¿Qué tan viable es que se acuerde un cese al fuego bilateral?

Aunque el Gobierno se ha opuesto rotundamente a esta posibilidad, ahora que el proceso se acerca a un momento definitivo es mucho más factible que esto ocurra, siempre y cuando se den algunas condiciones.
 
Julio 7 de 2015
Foto: Archivo Semana.
 
Desde comienzos de este año, el Presidente Santos lo había reconocido: el esquema de negociar en medio de la confrontación se había agotado.
 
Después de esa declaración, vinieron los esfuerzos de desescalamiento del conflicto, que incluyeron el acuerdo sobre desminado humanitario y la suspensión de los bombardeos sobre los campamentos de las Farc.
 
Pero con el ataque en Cauca que dejó 11 militares muertos, todo se vino abajo: el grupo guerrillero levantó su tregua unilateral, comenzó una escalada violenta que aún no termina y el respaldo popular al proceso de paz cayó a sus niveles históricos más bajos.
 
Aunque las Farc y algunos sectores de opinión insisten en la necesidad de acordar un cese al fuego bilateral, el Presidente Santos respondió que no accedería a él presionado por actos violentos.
 
Pese a todas estas circunstancias, la posibilidad de acordar un cese al fuego bilateral no está del todo descartada. Al contrario, podría estar abriéndose paso.
 
En su entrevista con Juan Gossaín, el jefe del equipo negociador del Gobierno, Humberto de la Calle, señaló: “Nosotros hemos dicho: cese del fuego bilateral y definitivo, pero no solo del fuego sino también de las hostilidades, la extorsión el narcotráfico.
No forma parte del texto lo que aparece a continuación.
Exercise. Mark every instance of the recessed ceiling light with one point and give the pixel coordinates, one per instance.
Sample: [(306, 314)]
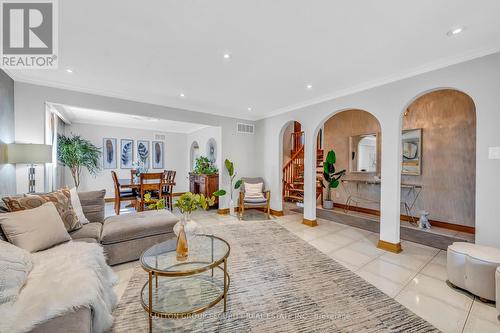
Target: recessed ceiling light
[(455, 31)]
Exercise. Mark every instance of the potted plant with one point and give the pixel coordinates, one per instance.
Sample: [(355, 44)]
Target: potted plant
[(185, 229), (204, 166), (331, 177), (77, 153), (230, 170)]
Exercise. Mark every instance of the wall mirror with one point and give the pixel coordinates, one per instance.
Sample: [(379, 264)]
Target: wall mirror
[(363, 153), (412, 152)]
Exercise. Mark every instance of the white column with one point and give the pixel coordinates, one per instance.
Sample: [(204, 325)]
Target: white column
[(390, 185), (309, 177)]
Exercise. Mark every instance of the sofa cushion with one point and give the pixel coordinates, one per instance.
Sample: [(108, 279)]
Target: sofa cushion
[(77, 206), (126, 227), (93, 205), (35, 229), (89, 230), (15, 265), (61, 199)]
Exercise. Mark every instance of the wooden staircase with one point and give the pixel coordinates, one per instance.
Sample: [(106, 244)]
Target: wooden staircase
[(293, 172)]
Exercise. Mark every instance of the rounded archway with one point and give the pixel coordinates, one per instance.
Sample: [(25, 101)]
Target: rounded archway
[(353, 136), (439, 155), (194, 153)]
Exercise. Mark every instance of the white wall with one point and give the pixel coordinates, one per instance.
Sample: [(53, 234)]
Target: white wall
[(30, 114), (479, 78), (174, 154)]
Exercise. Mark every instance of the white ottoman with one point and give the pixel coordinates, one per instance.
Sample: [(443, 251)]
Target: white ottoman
[(472, 267)]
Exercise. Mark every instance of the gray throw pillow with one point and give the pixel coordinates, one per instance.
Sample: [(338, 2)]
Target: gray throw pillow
[(35, 229)]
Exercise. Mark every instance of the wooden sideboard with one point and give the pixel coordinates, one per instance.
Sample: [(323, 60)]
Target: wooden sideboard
[(204, 184)]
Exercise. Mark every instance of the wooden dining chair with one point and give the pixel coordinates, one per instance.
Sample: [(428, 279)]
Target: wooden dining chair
[(121, 194), (149, 183), (168, 189)]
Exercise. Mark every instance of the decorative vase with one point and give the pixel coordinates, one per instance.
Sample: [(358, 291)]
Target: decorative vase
[(181, 249), (189, 226), (231, 207)]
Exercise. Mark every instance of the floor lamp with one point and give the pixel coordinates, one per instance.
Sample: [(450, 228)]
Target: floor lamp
[(31, 154)]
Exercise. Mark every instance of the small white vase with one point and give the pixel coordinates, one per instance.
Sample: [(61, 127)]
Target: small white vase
[(190, 227), (231, 208)]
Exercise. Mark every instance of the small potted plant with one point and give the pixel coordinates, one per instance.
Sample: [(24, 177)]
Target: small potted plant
[(232, 175), (185, 229), (331, 177)]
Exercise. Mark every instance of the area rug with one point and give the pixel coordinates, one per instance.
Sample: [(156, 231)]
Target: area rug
[(279, 283)]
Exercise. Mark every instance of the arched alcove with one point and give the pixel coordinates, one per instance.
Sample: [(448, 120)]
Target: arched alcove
[(439, 154), (194, 153)]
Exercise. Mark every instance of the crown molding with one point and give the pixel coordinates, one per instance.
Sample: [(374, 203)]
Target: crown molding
[(446, 62)]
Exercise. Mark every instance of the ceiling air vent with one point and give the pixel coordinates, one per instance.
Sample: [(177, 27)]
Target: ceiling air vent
[(246, 128), (160, 137)]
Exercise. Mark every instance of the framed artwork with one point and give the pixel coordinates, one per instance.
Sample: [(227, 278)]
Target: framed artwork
[(109, 153), (127, 153), (157, 150), (143, 152)]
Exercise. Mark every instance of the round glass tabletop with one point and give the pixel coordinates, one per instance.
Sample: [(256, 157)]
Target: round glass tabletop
[(205, 252)]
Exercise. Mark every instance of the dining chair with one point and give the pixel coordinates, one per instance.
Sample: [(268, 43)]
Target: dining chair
[(152, 183), (167, 191), (121, 194)]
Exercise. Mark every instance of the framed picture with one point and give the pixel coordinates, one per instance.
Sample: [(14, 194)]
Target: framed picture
[(109, 153), (127, 153), (143, 152), (157, 154)]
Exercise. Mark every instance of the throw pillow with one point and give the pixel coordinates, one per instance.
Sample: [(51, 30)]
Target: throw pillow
[(77, 206), (35, 229), (253, 190), (15, 265), (61, 199)]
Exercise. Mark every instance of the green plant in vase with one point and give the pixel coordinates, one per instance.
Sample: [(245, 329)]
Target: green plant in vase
[(232, 175), (331, 177)]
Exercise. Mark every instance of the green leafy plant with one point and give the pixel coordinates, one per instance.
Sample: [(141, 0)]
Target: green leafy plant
[(189, 202), (230, 170), (204, 166), (77, 153), (331, 177)]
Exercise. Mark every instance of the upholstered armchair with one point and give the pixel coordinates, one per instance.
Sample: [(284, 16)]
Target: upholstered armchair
[(258, 197)]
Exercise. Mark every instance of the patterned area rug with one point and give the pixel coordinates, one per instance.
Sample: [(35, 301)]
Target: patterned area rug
[(279, 283)]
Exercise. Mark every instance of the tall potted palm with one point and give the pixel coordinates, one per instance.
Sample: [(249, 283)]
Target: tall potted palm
[(77, 153), (331, 177)]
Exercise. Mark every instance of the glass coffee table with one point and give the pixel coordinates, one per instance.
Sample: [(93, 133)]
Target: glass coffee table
[(177, 289)]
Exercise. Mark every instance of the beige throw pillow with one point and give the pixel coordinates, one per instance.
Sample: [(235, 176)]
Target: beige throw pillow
[(35, 229), (253, 190), (61, 199), (15, 265)]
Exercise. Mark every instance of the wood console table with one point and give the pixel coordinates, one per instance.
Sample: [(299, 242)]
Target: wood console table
[(204, 184)]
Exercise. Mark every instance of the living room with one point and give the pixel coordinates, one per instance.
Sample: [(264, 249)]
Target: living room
[(203, 205)]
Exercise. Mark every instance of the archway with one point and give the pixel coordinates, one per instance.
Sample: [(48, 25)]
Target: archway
[(355, 137), (194, 153), (439, 155)]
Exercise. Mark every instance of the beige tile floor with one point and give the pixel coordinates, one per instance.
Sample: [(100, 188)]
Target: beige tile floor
[(416, 278)]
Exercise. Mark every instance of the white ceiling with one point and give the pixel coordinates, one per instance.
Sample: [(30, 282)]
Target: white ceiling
[(153, 50), (96, 117)]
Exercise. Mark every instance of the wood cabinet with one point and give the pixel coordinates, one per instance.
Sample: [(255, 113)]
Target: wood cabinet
[(204, 184)]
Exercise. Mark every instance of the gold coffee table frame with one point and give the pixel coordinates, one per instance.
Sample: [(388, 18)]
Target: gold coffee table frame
[(155, 273)]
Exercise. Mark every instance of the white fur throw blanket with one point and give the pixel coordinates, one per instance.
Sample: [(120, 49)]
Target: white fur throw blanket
[(63, 279)]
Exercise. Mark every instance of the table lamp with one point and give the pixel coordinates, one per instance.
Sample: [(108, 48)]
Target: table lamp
[(32, 154)]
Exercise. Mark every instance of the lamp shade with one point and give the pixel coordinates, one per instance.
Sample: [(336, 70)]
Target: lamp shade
[(25, 153)]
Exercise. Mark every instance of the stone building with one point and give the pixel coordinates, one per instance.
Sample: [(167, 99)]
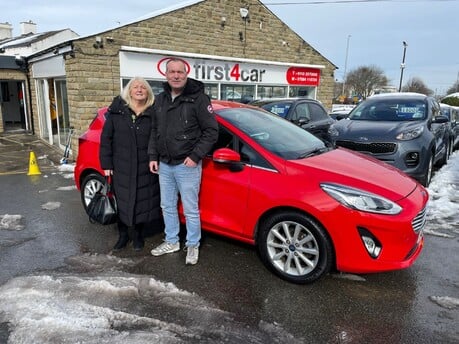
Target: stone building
[(15, 112), (238, 48)]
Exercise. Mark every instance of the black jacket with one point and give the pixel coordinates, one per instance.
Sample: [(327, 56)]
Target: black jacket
[(184, 127), (123, 148)]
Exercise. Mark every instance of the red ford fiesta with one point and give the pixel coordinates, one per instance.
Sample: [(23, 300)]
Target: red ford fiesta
[(308, 208)]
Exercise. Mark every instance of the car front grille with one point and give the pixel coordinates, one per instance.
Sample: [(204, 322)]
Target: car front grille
[(372, 147), (419, 221)]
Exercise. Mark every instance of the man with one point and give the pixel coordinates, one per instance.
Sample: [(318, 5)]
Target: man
[(184, 130)]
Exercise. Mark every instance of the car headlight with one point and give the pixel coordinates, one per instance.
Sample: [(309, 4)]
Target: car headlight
[(361, 200), (410, 134)]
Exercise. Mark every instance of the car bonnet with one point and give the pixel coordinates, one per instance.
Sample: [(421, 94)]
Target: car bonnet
[(372, 130), (356, 170)]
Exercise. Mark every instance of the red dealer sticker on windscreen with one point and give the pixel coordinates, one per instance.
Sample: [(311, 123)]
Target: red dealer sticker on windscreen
[(303, 76)]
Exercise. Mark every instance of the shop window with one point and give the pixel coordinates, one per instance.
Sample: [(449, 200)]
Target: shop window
[(5, 95), (211, 90)]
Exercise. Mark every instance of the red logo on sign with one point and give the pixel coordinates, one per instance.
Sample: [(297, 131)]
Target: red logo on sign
[(161, 65), (303, 76)]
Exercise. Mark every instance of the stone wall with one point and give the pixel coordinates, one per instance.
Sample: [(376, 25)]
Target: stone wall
[(16, 75), (93, 75)]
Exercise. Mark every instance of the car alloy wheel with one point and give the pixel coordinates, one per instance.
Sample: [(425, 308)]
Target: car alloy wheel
[(295, 247)]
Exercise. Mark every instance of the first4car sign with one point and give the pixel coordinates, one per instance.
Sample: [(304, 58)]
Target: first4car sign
[(208, 70)]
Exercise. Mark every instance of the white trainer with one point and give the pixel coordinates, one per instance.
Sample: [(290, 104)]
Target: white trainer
[(192, 255), (164, 248)]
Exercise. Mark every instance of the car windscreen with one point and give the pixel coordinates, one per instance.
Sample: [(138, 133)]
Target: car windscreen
[(392, 110), (273, 133), (279, 108)]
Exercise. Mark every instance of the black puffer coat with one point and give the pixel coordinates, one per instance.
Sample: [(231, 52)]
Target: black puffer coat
[(183, 127), (123, 149)]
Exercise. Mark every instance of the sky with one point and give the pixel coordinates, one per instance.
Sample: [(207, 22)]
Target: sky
[(349, 33), (94, 306)]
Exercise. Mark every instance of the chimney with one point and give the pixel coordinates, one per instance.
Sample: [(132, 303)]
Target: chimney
[(6, 31), (28, 27)]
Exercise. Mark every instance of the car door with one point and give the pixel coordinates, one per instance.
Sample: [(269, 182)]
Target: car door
[(439, 130), (232, 200), (224, 193)]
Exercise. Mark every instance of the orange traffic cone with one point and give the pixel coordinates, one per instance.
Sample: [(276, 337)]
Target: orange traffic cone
[(33, 165)]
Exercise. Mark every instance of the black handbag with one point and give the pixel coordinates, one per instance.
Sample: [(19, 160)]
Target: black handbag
[(102, 208)]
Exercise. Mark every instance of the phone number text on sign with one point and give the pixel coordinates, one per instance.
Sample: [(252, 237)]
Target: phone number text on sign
[(303, 76)]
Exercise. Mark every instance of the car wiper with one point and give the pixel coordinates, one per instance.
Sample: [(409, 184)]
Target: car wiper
[(314, 152)]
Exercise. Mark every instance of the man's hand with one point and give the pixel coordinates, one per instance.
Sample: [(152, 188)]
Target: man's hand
[(153, 166), (189, 163)]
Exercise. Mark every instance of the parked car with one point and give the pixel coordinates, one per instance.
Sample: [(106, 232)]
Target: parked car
[(338, 115), (339, 112), (307, 113), (452, 112), (404, 129), (308, 208)]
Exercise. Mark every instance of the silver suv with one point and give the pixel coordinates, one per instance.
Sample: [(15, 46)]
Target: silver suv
[(404, 129)]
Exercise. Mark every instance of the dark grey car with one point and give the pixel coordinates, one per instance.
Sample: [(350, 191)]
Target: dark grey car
[(307, 113), (405, 130), (452, 112)]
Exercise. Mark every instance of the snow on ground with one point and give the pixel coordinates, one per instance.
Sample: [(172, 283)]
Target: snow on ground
[(108, 306), (100, 304)]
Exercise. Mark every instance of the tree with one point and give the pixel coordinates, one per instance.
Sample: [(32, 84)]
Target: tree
[(417, 85), (364, 80)]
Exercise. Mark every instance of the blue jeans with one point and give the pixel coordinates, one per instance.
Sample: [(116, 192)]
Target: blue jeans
[(186, 181)]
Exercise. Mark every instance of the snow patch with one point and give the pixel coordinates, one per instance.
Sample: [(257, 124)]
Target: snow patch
[(11, 222), (51, 205)]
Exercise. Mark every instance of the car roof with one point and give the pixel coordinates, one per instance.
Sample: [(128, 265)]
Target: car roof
[(412, 95), (265, 101)]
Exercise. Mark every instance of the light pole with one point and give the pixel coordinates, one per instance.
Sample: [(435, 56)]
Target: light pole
[(345, 62), (402, 65)]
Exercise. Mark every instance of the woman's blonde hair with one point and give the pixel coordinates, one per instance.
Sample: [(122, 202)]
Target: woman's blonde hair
[(126, 94)]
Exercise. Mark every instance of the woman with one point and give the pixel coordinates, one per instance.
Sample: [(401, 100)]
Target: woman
[(123, 155)]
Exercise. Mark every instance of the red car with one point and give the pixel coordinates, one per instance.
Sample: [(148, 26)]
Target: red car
[(308, 208)]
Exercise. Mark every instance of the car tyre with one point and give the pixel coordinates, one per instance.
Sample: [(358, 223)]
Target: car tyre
[(295, 247), (92, 184)]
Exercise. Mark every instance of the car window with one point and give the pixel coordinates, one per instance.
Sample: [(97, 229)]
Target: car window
[(390, 110), (280, 109), (226, 139), (301, 111), (317, 112), (273, 133)]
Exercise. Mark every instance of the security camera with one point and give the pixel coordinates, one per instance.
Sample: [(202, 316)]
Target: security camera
[(244, 12)]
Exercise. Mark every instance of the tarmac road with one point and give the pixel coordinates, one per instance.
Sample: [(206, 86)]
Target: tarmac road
[(397, 307)]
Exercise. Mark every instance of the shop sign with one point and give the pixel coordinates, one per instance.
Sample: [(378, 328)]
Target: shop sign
[(303, 76), (207, 70)]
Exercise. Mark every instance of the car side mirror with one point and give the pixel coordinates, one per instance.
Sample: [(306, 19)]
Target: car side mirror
[(302, 120), (229, 157), (440, 119)]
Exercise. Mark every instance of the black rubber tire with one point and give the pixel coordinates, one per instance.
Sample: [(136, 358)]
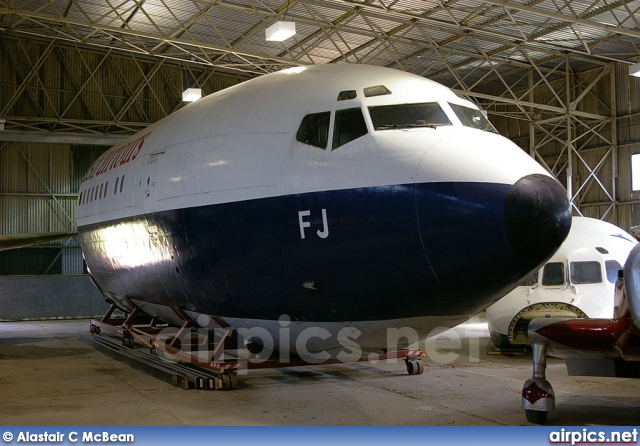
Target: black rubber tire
[(536, 416)]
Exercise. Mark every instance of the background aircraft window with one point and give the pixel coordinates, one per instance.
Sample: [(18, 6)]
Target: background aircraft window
[(612, 268), (346, 95), (586, 272), (348, 125), (471, 117), (386, 117), (314, 130), (378, 90), (553, 274)]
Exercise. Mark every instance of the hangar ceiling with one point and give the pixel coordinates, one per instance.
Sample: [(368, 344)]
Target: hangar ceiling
[(485, 46), (551, 73)]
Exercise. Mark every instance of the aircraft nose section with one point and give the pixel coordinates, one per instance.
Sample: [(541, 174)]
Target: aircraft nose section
[(537, 217), (481, 239)]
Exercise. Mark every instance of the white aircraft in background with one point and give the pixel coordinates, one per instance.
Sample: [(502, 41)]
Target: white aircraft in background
[(316, 208), (577, 281), (591, 347)]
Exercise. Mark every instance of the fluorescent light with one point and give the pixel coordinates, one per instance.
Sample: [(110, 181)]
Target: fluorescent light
[(191, 94), (280, 31)]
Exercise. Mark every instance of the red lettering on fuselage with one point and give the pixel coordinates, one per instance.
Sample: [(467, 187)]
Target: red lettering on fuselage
[(117, 157)]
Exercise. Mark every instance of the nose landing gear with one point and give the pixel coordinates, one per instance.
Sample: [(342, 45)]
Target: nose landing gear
[(538, 397)]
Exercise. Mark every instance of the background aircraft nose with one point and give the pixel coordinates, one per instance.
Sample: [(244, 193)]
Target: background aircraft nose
[(537, 217)]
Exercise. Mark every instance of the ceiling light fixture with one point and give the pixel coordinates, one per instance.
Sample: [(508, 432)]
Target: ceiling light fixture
[(191, 94), (280, 31)]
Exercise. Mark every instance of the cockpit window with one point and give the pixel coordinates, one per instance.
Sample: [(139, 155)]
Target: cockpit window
[(378, 90), (348, 125), (586, 272), (612, 267), (403, 116), (314, 130), (532, 280), (553, 274), (470, 117), (347, 94)]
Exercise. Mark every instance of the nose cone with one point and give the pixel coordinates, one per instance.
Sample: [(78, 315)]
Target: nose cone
[(537, 217), (482, 239)]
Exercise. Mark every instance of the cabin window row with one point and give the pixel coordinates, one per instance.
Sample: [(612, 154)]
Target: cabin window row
[(580, 273), (99, 192)]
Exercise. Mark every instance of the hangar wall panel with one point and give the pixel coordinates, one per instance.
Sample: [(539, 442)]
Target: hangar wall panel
[(49, 297)]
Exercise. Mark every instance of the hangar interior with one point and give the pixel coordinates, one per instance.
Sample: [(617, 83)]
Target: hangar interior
[(78, 76)]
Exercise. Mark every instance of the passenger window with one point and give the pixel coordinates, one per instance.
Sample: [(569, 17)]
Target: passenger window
[(470, 117), (612, 268), (378, 90), (531, 280), (314, 130), (348, 125), (586, 272), (553, 274)]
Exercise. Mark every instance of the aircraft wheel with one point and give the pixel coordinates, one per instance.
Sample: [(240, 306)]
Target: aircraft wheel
[(226, 382), (536, 416)]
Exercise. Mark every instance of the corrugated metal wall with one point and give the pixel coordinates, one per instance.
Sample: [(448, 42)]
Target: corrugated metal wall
[(52, 87), (38, 190), (602, 165)]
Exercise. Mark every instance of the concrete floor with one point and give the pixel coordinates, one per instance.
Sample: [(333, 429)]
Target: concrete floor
[(49, 377)]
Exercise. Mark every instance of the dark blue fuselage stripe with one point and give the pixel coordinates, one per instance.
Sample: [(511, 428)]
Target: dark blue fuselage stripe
[(387, 252)]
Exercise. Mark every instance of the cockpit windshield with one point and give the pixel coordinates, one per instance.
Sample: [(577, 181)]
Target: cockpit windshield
[(473, 118), (403, 116)]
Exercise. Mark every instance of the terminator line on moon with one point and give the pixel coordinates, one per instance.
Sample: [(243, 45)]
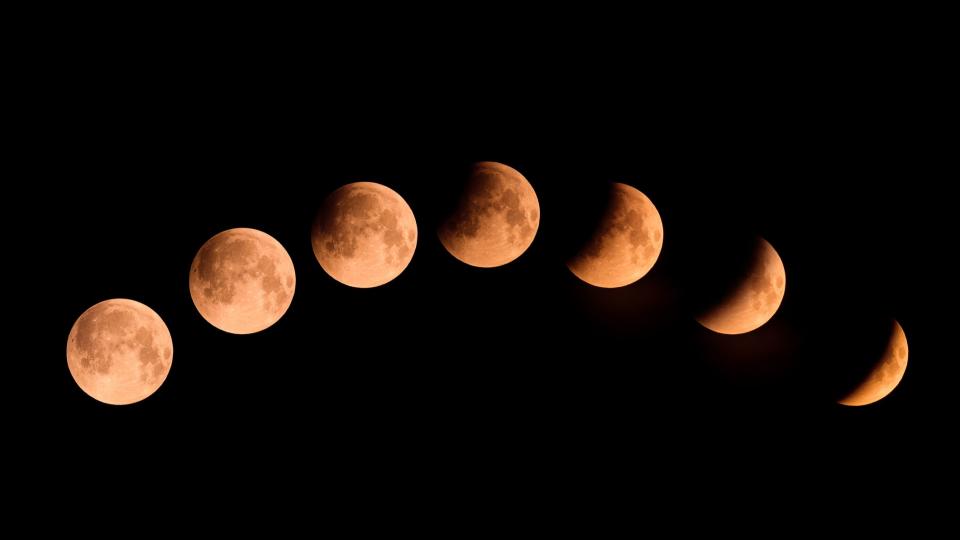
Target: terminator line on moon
[(119, 351), (242, 281), (755, 300), (886, 373), (364, 235), (496, 219), (625, 244)]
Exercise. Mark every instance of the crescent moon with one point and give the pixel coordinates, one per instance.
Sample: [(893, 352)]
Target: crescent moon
[(885, 375)]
Eso sí: en condiciones de seriedad y de verificación”.
 
De la Calle comparó el cese al fuego bilateral que buscan las Farc con el juego infantil de ‘la estatua’, en el que el otro se queda quieto mientras los demás lo molestan. Un cese al fuego en esas condiciones sería inviable, según De la Calle, porque en un país como Colombia, con tantas formas de violencia, la Fuerza Pública no puede dejar de operar.
 
La fórmula podría estar en las zonas de concentración, según explicó De la Calle, quien acogió la propuesta que hace unas semanas hizo el ex presidente Álvaro Uribe, y señaló que estas zonas podrían recibir gente armada temporalmente mientras se lleva a cabo la dejación de armas.
 
Expertos internacionales coinciden en el cese al fuego bilateral como una medida necesaria para excluir a los civiles del conflicto, pero son las condiciones en que este se produce son cruciales para garantizar su éxito.
 
Francisco Diez, Representante para América Latina del Proyecto Matriz de Acuerdos de Paz (PAM), explica que un estudio comparativo de ocho casos de cese al fuego demostró que un mecanismo de verificación y monitoreo, ojalá con presencia extranjera, contribuía a que el cese tuviera mejores resultados.
 
Así mismo, ese estudio mostró que una agenda de negociaciones a futuro para ‘aceitar’ los problemas de implementación del acuerdo, permitía que este funcionara mejor.
 
Por su parte, Vicenc Fisas, director de la Escuela de Cultura de Paz de la Universidad Autónoma de Barcelona, asegura que un cese al fuego beneficiar a la población civil, reduce sustancialmente el número de víctimas mortales y ayuda a crear un mejor clima en las negociaciones.
 
Según Fisas, el cese no tiene que ser un acuerdo formal e integral, pues se puede pactar incluso tácitamente o puede referirse solamente a no atacar infraestructuras a disminuir operaciones ofensivas o a otros aspectos.
 
Las Farc, sin embargo, no parecen dispuestas a aceptar condiciones: “se trata de un asunto de voluntad política que no se puede condicionar a exigencias de sometimiento penal, ni a exigencias prematuras de concentración de la guerrilla, ni de dejación de armas”, señalaron en un comunicado en el que respondieron a la solicitud que les hicieron los países garantes en ese sentido. 
 
Pero como lo dijo el mismo De la Calle en su entrevista, “este no es momento de retórica sino de las decisiones de fondo”. Que se acuerde un cese al fuego bilateral, pero no de cualquier forma, sino en condiciones que lo hagan sostenible, puede ser el impulso para que salgan adelante las negociaciones.